O rapaz sorri, irônico:

– Dizem que é mãe dele, mas é o que a cidade quer ouvir. Ela é uma mulher madura e o povo não aceita.

– Não aceita o que?

– Que ela seja amante dele.

– Amante?

– Sim, preferem que seja mãe. É uma gente muito tacanha.

– Mas como vão dizer que é mãe se no passado, nunca a conheceram como mãe dele.

– Vai pensar o quê? Essa gente é maluca. Preconceituosa e louca, isso sim. Pra eles, o que vale é a aparência. Não importa se a pessoa é puta ou ladra, o que vale mesmo é como ela se apresenta na sociedade. Mas falando do Paulo, o que dizem, que o verdadeiro problema é que ele veio pra cá, procurando a mãe que não via desde pequeno. Encontrou essa tal de Rosa e ela o ajudou alugando um dos seus apartamentos. Dizem por aí, que ele nunca pagou nada e para completar, todos passaram a dizer que ela era a mãe dele.

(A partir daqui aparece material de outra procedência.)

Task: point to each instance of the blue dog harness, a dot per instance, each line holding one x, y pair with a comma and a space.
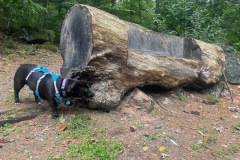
45, 72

– Que coisa absurda, você não acha?

– Tudo nesta cidade é absurdo, doutor.

Júlio voltou para o quarto para tomar um banho e trocar de roupa, quando recebeu uma ligação no quarto. Esperava que fosse seu amigo Jairo justificando ter dado o seu nome ao farmacêutico para investigar o caso. De todo modo, foi uma boa medida. Afinal, seria recompensado e cobraria uma bela quantia ao pobre homem. Não poderia é ser desonesto com a tal Sara Soares e deveria rescindir o contrato. Por outro lado, havia um caso concreto, um homem que precisava encontrar o assassino da filha ou pelo menos, saber o que tinha acontecido. Quanto à Sara, tudo o que dissera parecia ser uma justificativa para vingar-se de Rosa. Ele precisava esclarecer o crime, pois os fatos transcorriam de modo a condenarem uma pessoa inocente, como o médico ao qual o farmacêutico acusava com tanta veemência. Até que provasse o contrário, qualquer um seria o culpado, até mesmo a própria maestrina, como alguns suspeitavam. Também havia a hipótese da jovem ter se suicidado. Ou quem sabe, fora um acidente? O telefonema, porém não era de seu amigo e Júlio surpreendeu-se em saber que Rosa estava ligando para ele. Não pretendia sair àquela hora, deixaria a conversa com a mulher para o dia seguinte, mas ela demostrava muito interesse em falar-lhe. Na verdade, não se pode perder a oportunidade quando aparece assim, pensou o detetive. Talvez fosse um fato novo e se a maestrina queria tanto falar com ele, é porque havia alguma coisa a ser investigada.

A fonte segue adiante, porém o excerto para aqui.